I tried Eco House Damar Painting Medium first, because I read that damar made stuff shiny. Well, it sure did, but it gave me a headache for some reason. I'm thinking the "mild citrus thinner" in it was the problem, even though I have used d-limonene to clean brushes without a problem. The other thing is that it became tacky too quickly. I didn't know that damar dissolved in solvent and then added to oil results in a medium that creates tackiness. This in contrast to if it was melted into an oil--no tackiness. Well, so I tossed the Eco House stuff. Not that it's evil, just not for me.

I decided to stick with using walnut alkyd for the time being. There were three reasons for this: being an alkyd, it dries faster; it doesn't smell like linseed oil (which I don't much like the smell of when it's oxidizing); and it is more slippery than linseed oil. Having come from watercolor, acrylics, and casein, I got used to mediums that not only dry quickly but generally don't drag on the brush. I knew I probably couldn't get the same thing from oils, but I want it anyhow. So I investigated all possibly slippery oil painting mediums and decided to keep using the walnut alkyd until I got to the bottom of them all. I was at the point where, between the fast-drying pigments, painting thin, and using walnut alkyd, my paintings would be dry overnight. Not bad.

Then for the past week my eyes have been burning. I thought this might be allergies to stuff outside because the weather has been warmer, so I can have the windows open more. I've had plenty of allergies before, but they always involved sneezing. No sneezing with this. I wondered about a few posts I'd seen from people who were sensitive to solvents saying they could not even hack Graham's Walnut Alkyd. This stuff does not have any smell to me, and I haven't noticed anything in particular while using it. But I thought perhaps the burning eyes might be from that. Burning eyes and throat were what happened to me when I got sensitized to the ammonia in acrylics. I've never had burning eyes as a result of an allergy to something outside. Or inside, for that matter. Just with the acrylics. 

But here it was again. 

So I decided to try painting with straight walnut oil. No alkyd. Even though I knew that this would lengthen drying time a lot. But it was an experiment to see if my eyes would not burn.

When I started painting with oils again, I did everything I could to shorten drying time. But oddly enough, I found that I actually like working on multiple paintings at a time. It gives me time to think about issues in a painting and to imagine possible ways forward. I normally wake up at night and lie there thinking, usually about some image I am working on or just allowing to come into my head. So instead of feeling stifled by not being able to finish a painting right away, I am feeling good about it.

So tonight when I sat down to work on Storm Birds, I put the walnut alkyd aside and decided to use some of the cold-pressed washed walnut oil I got from The Art Treehouse. This place specializes in making low-toxicity mediums and paints. Well, so does Eco House, but I guess their low-toxicity orange solvent was just too much for me.

I usually start working on a touch-dry painting by spreading out a thin layer of walnut alkyd, but this time I decided to see how the paint would act without a "couch," as they call it--a thin layer of paint rubbed into a dry painting to help make the new paint glide in. That method had worked well for me, but this time I added new paint without any couch first. Just to see.

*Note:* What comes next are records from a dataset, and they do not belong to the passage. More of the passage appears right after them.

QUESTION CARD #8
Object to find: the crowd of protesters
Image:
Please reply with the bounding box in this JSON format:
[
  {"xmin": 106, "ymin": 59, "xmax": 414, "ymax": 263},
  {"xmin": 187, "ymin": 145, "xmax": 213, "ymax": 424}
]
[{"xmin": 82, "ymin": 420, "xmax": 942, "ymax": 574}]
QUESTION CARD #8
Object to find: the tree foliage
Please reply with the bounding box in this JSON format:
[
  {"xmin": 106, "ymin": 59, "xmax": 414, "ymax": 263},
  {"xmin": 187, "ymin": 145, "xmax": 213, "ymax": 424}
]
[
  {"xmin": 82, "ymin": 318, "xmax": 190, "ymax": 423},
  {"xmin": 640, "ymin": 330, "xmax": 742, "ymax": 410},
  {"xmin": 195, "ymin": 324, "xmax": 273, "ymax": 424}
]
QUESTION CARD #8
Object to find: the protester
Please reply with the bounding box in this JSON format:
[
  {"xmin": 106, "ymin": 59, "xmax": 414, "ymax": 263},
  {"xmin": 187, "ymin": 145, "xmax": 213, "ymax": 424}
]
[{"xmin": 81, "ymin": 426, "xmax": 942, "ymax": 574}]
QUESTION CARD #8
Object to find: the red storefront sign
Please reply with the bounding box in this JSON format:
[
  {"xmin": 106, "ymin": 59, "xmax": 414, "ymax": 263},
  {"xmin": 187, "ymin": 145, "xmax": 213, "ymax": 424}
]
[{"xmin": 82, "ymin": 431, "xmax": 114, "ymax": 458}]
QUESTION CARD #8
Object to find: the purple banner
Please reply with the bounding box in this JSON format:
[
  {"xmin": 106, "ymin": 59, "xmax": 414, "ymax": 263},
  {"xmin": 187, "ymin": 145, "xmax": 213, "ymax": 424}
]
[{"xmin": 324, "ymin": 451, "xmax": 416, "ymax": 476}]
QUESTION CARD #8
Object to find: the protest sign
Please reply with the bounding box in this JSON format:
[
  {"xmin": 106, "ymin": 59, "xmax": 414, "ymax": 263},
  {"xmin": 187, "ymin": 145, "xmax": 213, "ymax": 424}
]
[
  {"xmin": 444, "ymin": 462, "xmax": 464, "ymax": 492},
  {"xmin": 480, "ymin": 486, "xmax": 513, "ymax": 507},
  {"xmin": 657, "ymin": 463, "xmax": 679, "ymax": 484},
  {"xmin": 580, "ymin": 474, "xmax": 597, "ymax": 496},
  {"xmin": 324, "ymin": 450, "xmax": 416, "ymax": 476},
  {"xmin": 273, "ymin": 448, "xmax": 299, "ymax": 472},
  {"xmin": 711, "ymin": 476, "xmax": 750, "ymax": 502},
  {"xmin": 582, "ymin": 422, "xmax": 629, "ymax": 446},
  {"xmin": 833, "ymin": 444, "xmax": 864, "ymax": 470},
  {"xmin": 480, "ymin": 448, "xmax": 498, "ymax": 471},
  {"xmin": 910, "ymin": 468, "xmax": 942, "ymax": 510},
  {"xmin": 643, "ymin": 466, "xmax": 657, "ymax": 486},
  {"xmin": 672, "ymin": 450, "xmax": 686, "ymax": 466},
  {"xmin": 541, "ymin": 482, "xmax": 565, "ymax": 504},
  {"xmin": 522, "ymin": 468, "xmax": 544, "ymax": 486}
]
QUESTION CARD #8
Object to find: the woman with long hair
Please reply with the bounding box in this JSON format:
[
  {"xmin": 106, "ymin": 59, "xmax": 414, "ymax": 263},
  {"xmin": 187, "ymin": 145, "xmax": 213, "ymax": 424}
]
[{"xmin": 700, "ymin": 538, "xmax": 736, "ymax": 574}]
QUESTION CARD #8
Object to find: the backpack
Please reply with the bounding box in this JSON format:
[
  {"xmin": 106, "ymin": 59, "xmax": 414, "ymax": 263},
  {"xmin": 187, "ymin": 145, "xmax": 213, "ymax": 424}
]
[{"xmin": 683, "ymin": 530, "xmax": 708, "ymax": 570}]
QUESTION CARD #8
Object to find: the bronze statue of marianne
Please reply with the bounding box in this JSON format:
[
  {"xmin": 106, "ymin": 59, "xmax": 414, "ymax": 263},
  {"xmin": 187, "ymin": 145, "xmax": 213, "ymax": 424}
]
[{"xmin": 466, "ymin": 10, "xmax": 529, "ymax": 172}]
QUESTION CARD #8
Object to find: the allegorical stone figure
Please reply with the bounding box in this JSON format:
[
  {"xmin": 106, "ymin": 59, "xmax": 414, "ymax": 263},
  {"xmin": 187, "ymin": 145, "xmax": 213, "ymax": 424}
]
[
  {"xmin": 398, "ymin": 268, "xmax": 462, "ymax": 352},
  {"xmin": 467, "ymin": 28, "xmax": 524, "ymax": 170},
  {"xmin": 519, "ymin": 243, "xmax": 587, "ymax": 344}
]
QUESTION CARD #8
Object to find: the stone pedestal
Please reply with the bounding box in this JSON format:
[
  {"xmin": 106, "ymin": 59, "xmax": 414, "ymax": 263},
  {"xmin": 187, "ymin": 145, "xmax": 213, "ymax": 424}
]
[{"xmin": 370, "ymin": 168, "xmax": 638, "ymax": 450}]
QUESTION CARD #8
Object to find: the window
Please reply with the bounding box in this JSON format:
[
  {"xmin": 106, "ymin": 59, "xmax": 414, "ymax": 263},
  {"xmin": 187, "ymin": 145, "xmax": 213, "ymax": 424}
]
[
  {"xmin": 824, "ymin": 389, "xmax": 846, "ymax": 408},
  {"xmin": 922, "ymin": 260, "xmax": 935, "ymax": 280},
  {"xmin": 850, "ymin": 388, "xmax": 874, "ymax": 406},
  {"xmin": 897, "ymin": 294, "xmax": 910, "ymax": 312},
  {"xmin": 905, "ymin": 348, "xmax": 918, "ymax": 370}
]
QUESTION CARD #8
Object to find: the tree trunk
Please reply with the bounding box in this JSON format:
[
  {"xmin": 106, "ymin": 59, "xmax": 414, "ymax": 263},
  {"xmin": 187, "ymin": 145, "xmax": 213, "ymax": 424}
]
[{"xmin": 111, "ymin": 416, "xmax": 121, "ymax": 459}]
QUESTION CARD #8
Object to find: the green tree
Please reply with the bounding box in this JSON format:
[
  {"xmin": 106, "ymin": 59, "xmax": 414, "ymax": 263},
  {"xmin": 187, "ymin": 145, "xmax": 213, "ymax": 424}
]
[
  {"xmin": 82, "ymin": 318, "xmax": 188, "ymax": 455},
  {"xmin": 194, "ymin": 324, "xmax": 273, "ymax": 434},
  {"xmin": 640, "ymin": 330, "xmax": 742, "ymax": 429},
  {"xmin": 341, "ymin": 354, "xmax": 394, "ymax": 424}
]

It was great. It was way more slippery than the walnut oil with alkyd in it (which is also a refined walnut oil and not washed). If I had tried to paint on a dry painting without oiling in first using the walnut alkyd, the paint would have been grabbed by the canvas nubs, leaving the little valleys in the canvas empty. I hate that when I'm trying to make the color solid and smooth. But with the washed walnut oil as a medium, I didn't have to oil in first. The paint spread well and was furthermore very spreadable once it was down. Nice and slippery! 

So tonight I went and bought a couple more bottles from The Art Tree House. :) I will update when I find out how long it takes to dry. Right now, the  morning after, it is not dry but it is not sopping wet by any means.

Three days later and the main part of the painting is dry. The titanium patches that are thicker than the rest are still moist. I can live with that span of drying time. 

Next up, try the heat polymerized walnut oil and see how that ranks in terms of slipperiness and drying time.